On April 3, 2019, Council’s Standing Policy Committee for Planning and Urban Development convened for its monthly meeting and as its second order of business unanimously recommended that Council approve a path forward for legalizing suites in semi-detached houses throughout Calgary. Later that day I found myself sitting in my home office - a place where, prior to becoming a City Councillor in 2010, I did most of my academic, community, and professional work as a city-builder - reflecting on the momentous change this represents and the long journey it has taken to get within reach of this laudable goal.
Eighteen years ago, sitting in that office, looking out on the street in a similar state of very early springtime, I penned a letter in my capacity as Redevelopment Chair of the Inglewood Community Association to Calgary City Council.
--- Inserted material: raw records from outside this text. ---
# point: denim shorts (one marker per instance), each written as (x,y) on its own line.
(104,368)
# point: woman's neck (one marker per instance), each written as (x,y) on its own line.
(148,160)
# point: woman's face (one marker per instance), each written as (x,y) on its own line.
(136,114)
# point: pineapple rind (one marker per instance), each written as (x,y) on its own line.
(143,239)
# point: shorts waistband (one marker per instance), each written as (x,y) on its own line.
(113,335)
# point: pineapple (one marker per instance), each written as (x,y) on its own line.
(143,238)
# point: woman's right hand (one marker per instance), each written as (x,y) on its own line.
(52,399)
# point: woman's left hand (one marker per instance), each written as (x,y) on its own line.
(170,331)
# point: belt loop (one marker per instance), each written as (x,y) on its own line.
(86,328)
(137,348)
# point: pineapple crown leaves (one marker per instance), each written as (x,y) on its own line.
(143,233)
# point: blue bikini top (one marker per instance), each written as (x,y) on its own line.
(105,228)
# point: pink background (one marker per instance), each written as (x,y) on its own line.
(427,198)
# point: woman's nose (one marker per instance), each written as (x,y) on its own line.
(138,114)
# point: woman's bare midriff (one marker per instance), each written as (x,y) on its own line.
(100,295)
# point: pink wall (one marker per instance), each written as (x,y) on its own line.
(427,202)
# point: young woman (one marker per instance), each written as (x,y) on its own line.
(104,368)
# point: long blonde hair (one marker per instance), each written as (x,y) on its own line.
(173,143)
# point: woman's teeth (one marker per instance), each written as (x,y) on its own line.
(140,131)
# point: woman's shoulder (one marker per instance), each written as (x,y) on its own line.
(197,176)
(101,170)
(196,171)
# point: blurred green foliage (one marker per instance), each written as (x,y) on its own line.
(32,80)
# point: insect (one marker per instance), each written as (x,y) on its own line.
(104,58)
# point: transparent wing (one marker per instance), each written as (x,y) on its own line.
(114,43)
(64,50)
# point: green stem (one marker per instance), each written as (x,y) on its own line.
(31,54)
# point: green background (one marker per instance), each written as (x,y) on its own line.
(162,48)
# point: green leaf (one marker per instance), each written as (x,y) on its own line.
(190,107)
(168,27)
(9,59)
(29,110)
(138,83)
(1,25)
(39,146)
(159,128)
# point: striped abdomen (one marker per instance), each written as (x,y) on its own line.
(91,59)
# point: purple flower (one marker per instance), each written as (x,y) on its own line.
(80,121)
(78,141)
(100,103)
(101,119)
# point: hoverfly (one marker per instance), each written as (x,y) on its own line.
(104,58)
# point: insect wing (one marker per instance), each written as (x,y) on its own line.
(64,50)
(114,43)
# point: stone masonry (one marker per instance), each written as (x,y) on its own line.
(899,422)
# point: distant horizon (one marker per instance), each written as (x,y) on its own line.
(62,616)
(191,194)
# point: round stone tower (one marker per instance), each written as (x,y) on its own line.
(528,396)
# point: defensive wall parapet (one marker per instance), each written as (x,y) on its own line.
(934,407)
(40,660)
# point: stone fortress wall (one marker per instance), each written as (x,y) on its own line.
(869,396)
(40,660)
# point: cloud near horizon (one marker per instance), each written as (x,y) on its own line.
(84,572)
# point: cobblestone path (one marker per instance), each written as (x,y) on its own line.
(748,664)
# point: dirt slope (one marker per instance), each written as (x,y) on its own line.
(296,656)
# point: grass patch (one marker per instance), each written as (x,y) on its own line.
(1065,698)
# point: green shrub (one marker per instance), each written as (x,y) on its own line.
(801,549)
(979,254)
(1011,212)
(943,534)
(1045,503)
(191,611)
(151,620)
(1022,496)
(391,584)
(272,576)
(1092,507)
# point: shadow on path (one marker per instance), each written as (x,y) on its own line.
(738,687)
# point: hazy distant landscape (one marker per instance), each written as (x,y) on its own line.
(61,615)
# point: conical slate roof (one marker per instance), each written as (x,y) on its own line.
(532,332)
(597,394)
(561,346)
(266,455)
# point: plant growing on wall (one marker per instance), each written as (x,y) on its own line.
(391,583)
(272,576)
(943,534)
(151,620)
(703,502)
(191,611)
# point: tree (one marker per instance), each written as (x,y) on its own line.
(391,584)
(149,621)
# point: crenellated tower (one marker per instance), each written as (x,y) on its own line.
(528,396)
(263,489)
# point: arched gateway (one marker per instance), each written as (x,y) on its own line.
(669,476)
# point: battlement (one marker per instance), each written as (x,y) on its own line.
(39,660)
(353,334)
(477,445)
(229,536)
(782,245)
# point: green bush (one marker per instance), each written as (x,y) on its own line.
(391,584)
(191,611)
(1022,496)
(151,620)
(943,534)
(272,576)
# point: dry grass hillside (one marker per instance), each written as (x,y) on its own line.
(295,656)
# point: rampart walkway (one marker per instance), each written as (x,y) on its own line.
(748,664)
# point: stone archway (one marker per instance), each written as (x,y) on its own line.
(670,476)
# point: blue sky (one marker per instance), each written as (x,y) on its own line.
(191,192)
I was attempting to intervene on behalf of a landowner and their tenants in Inglewood who were facing eviction because the City was acting against the illegal condition within their building.
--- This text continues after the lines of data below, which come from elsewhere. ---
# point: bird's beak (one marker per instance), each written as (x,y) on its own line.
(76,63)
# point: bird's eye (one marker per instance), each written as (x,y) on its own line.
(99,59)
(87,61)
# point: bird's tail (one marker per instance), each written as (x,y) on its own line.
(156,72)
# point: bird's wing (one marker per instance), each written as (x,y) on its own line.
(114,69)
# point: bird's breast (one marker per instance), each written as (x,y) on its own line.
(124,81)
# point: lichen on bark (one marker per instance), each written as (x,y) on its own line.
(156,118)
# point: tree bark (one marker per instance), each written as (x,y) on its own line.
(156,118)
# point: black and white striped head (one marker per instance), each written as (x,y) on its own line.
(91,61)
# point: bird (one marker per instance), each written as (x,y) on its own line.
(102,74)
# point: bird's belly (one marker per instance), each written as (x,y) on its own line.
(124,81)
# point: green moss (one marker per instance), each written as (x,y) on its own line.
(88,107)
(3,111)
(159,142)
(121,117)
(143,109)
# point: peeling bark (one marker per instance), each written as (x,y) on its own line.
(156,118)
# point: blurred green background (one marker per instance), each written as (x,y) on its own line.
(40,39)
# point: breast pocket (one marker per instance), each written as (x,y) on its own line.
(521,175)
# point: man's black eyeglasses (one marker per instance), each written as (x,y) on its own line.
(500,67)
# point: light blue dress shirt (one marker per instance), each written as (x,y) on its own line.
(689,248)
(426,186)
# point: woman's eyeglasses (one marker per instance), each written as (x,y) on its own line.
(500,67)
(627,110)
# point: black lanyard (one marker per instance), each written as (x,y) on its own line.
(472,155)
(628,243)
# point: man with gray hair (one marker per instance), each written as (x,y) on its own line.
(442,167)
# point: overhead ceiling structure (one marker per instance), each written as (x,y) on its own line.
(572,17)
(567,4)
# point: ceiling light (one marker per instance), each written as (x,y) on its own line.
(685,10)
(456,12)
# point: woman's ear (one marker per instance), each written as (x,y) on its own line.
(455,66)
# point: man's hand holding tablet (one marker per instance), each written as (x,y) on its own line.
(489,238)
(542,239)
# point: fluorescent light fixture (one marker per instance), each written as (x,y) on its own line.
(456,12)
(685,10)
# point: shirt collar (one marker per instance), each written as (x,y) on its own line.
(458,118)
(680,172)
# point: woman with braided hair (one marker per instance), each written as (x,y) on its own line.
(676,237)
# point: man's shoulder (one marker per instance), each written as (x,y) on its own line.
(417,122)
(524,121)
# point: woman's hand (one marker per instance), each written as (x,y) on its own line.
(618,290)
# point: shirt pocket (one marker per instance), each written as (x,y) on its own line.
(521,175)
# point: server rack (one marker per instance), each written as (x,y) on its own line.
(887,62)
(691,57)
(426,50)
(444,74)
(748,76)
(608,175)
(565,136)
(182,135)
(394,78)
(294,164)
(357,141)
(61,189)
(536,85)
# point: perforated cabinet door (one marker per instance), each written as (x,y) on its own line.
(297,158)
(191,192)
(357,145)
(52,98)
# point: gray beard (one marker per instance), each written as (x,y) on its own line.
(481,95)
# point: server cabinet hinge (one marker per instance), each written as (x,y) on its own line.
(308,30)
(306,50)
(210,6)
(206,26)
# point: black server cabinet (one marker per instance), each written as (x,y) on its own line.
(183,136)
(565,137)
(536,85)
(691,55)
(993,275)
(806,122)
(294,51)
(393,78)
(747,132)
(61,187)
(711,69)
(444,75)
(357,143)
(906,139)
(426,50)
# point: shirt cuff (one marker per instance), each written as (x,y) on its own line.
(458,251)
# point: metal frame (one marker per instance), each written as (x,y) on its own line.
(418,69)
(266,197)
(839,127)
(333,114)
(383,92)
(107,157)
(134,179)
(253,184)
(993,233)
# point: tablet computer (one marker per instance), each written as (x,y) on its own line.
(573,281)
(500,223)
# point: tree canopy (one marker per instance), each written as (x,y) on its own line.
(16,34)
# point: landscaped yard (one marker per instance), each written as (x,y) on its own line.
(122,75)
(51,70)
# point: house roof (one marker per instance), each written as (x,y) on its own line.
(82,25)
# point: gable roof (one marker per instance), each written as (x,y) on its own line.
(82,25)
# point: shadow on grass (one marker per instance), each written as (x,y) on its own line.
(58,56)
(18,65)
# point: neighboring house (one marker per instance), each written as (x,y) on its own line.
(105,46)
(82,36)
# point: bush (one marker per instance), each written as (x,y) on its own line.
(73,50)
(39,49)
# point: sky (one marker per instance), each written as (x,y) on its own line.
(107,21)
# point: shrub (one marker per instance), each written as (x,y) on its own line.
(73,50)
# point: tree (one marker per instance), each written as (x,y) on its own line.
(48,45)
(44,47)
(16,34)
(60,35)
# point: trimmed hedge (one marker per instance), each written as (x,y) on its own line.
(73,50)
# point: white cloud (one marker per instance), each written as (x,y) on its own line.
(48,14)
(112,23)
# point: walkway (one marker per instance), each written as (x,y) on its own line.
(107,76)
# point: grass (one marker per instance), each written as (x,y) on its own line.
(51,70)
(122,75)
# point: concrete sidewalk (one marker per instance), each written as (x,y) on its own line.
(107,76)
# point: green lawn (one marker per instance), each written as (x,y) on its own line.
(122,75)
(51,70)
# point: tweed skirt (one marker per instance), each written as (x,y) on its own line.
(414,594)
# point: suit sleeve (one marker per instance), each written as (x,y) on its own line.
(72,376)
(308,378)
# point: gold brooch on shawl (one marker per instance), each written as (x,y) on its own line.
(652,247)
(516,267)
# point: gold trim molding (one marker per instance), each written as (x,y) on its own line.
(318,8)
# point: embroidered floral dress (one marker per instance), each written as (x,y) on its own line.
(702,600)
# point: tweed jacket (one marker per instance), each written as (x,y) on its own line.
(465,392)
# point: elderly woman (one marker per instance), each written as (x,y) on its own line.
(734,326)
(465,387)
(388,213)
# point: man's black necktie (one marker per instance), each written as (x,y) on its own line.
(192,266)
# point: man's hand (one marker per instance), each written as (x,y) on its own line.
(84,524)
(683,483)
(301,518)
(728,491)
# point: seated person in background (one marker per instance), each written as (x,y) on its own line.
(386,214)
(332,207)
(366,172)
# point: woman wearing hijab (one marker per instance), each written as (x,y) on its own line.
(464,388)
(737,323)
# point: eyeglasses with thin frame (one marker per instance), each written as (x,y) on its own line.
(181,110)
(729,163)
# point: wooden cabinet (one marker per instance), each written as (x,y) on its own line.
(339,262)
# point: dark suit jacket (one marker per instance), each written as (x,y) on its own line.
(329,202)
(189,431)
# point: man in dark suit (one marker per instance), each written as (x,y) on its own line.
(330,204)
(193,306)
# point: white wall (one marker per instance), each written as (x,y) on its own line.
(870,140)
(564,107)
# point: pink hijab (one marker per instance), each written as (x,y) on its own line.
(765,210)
The building in question, a ubiquitous “seventies special,” had been built in the mid-1970s as a fourplex and then, years later, had been zoned & redefined within the 1980 land use bylaw as a semidetached (two units). The owner had bought it as a fourplex unaware that it was an illegal condition, and his tenants, long-standing and contributing members of the community, had been living there for years. It came to pass that a neighbour of their’s had a dog that was left outside day and night and barked constantly. When they complained to bylaw about this unacceptable situation, the neighbour with the dog retaliated by calling in the illegal fourplex condition of their living arrangement. I don’t know how the dog situation ultimately resolved itself, but the fact that despite my attempt to intervene the four units were reduced to two units and two members of our community were put out on the street became an early point of dissatisfaction for me that, combined with an accumulation of successive dissatisfactions, ultimately lead me to create the Great Neighbourhoods platform and seek office as Ward 9’s City Councillor.
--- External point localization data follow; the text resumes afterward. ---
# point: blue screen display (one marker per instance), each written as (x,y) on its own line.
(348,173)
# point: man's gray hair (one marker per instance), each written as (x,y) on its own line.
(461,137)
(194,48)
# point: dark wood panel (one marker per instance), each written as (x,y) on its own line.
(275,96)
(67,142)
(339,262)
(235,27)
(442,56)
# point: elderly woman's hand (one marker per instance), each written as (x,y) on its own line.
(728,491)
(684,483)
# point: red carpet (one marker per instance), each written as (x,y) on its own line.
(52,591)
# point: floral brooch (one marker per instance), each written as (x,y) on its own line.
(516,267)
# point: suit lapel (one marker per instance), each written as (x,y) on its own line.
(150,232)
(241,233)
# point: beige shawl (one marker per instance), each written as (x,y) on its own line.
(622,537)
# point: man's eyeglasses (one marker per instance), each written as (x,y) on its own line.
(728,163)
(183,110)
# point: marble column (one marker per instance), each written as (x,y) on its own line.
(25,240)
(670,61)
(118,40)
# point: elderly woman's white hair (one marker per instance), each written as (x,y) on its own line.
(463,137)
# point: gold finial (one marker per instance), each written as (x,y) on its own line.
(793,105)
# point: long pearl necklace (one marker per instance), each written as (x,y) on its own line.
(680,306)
Around nine years later, early in my time as Ward 9 City Councillor, and on account of our brand new Mayor Nenshi having made suites a significant civic issue, we were able to address a big chunk of the problem by allowing secondary suites in all R-designated land uses (with the exception of R-1 properties - we wouldn’t solve that issue until 2018). At that time I thought that we had finally solved the semi-detached problem that had weighed heavy on my mind since my Inglewood experience many years before.